Additionally, as we consider all of the allegedly prejudicial comments together, we believe the following remarks in People v. Martinez (1977), 45 Ill. App. 3d 939, 360 N.E.2d 495, appropriate:

“Improper remarks do not constitute reversible error unless they result in substantial prejudice to the accused. (People v. Nilsson (1970), 44 Ill. 2d 244, 248, 255 N.E.2d 432, 434.) Where the improper comments do not constitute a material factor in the conviction, or are of such a minor character that prejudice to the defendant is not their probable result, the verdict will not be disturbed. (People v. Berry (1960), 18 Ill. 2d 453, 165 N.E.2d 257.)” (45 Ill. App. 3d 939, 943, 360 N.E.2d 495, 498.)

We believe that the instant comments did not constitute a material factor in the convictions and were of little, if any, prejudice to the accused. For that additional reason we see no reversible error resulting from any of those comments.

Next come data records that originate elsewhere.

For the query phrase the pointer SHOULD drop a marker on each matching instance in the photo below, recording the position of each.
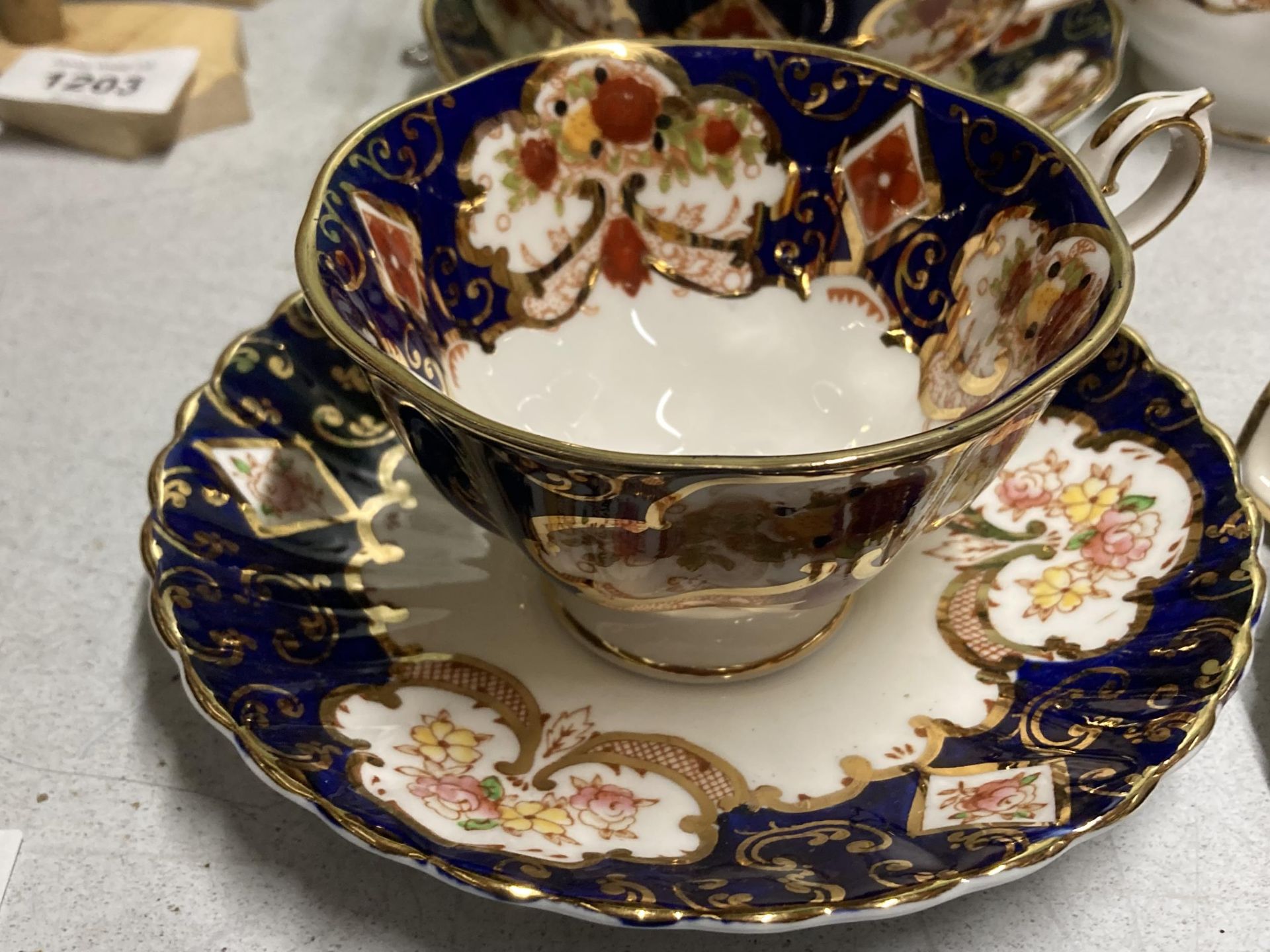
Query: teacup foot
(700, 645)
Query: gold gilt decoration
(254, 711)
(980, 134)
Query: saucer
(1054, 63)
(1015, 681)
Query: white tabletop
(120, 284)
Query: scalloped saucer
(1054, 63)
(1020, 678)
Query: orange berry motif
(625, 110)
(621, 257)
(719, 136)
(540, 161)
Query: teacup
(1222, 44)
(929, 36)
(713, 354)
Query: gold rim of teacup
(912, 448)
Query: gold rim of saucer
(281, 775)
(915, 447)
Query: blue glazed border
(278, 728)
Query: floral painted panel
(275, 635)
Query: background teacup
(712, 354)
(929, 36)
(1223, 45)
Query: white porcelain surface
(680, 372)
(98, 873)
(1113, 518)
(1223, 45)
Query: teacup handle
(1185, 117)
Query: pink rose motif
(997, 796)
(1032, 487)
(606, 807)
(1009, 799)
(1122, 536)
(455, 797)
(278, 487)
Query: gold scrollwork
(349, 272)
(907, 278)
(629, 890)
(1104, 683)
(799, 67)
(251, 707)
(886, 873)
(984, 131)
(1158, 729)
(379, 151)
(361, 432)
(1097, 782)
(317, 631)
(973, 841)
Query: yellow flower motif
(440, 740)
(1086, 502)
(1058, 589)
(579, 130)
(534, 815)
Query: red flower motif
(931, 12)
(397, 252)
(886, 180)
(737, 20)
(540, 161)
(621, 255)
(719, 136)
(1019, 30)
(625, 110)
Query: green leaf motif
(973, 524)
(1137, 503)
(493, 787)
(1080, 539)
(698, 157)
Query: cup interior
(710, 251)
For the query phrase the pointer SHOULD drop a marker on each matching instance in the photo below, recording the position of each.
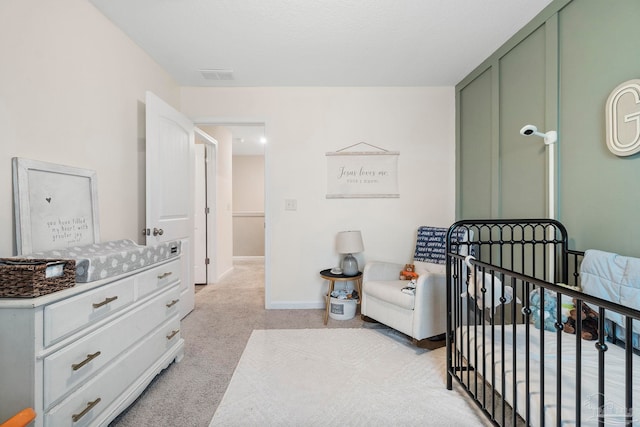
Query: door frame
(210, 153)
(213, 121)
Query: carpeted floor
(188, 393)
(332, 377)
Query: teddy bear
(409, 272)
(588, 319)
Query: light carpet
(349, 377)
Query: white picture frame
(56, 206)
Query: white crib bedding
(614, 374)
(103, 260)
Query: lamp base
(350, 265)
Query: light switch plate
(290, 204)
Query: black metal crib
(518, 366)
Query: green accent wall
(556, 73)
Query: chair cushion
(391, 292)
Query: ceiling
(319, 42)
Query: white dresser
(81, 356)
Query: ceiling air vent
(217, 74)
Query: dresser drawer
(67, 368)
(85, 406)
(157, 278)
(63, 317)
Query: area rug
(346, 377)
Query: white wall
(302, 124)
(72, 92)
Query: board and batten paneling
(555, 73)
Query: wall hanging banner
(362, 174)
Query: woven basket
(27, 278)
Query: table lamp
(348, 243)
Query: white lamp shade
(349, 242)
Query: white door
(170, 179)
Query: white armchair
(421, 315)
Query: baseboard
(294, 305)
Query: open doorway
(236, 197)
(248, 192)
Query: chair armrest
(430, 289)
(380, 270)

Defendants next contend that the trial court committed reversible error when, over their objection, it tendered the following instruction:

“If you find that the defendant had exclusive possession of recently stolen property, and there was no reasonable explanation of his possession, you may infer that the defendant obtained possession of the property by armed robbery or robbery.”

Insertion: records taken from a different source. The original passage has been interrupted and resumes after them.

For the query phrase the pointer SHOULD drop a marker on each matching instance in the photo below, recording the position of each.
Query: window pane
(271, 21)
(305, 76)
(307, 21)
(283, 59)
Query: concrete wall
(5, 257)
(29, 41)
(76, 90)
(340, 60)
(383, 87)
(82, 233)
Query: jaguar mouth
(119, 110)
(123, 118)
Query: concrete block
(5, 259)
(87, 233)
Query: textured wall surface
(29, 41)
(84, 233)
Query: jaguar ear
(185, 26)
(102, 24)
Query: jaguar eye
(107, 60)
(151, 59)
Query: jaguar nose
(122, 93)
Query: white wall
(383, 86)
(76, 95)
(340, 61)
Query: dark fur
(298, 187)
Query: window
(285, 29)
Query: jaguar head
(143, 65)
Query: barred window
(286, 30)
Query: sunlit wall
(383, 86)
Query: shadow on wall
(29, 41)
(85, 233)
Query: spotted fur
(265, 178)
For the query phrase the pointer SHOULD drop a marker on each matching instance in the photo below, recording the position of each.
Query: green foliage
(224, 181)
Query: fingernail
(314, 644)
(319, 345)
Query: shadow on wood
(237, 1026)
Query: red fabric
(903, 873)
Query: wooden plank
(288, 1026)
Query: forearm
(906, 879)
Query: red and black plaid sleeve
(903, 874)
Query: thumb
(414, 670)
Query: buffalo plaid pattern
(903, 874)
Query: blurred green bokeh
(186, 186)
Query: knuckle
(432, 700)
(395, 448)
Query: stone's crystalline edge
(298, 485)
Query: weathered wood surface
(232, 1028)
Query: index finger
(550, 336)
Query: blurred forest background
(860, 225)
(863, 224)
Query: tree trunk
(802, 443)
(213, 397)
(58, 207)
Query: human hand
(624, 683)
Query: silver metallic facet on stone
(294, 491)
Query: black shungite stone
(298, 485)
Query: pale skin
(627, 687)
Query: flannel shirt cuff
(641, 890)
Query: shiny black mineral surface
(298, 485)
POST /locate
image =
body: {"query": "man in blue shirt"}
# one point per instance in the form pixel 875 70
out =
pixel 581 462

*406Both defendants first argue that the fact they were found to be in possession of recently stolen property provides no indication or proof beyond a reasonable doubt that they acquired that property by means of an armed robbery or robbery. We answered this specific contention in People v. Hendricks (1976), 41 Ill. App. 3d 178, 353 N.E.2d 177, where almost the identical instruction was given to the jury. Finding the instruction proper, the court in Hendricks reasoned as follows:

“[T]he purpose of the inference mentioned in the instruction is not to prove the ‘force’ element of robbery, but rather that the defendant was one of the persons involved in the armed robbery described by the witnesses. (People v. Curtis (1972), 7 Ill. App. 3d 520, 524-25, 288 N.E.2d 35.) The instruction as to possession of stolen property must be read with all other instructions given to the jury. (People v. Finch (1946), 394 Ill. 183, 191, 68 N.E.2d 283.) These instructions adequately informed the jury of the elements of armed robbery. It is, therefore, not error for a jury to receive an IPI Criminal No. 13.21 instruction in an armed robbery case. People v. Flowers (1958), 14 Ill. 2d 406, 411, 152 N.E.2d 838; People v. Powloski (1924), 311 Ill. 284, 289-290, 142 N.E. 551; People v. Curtis (1972), 7 Ill. App. 3d 520, 524-525, 288 N.E.2d 35.” 41 Ill. App. 3d 178, 181, 353 N.E.2d 177, 180.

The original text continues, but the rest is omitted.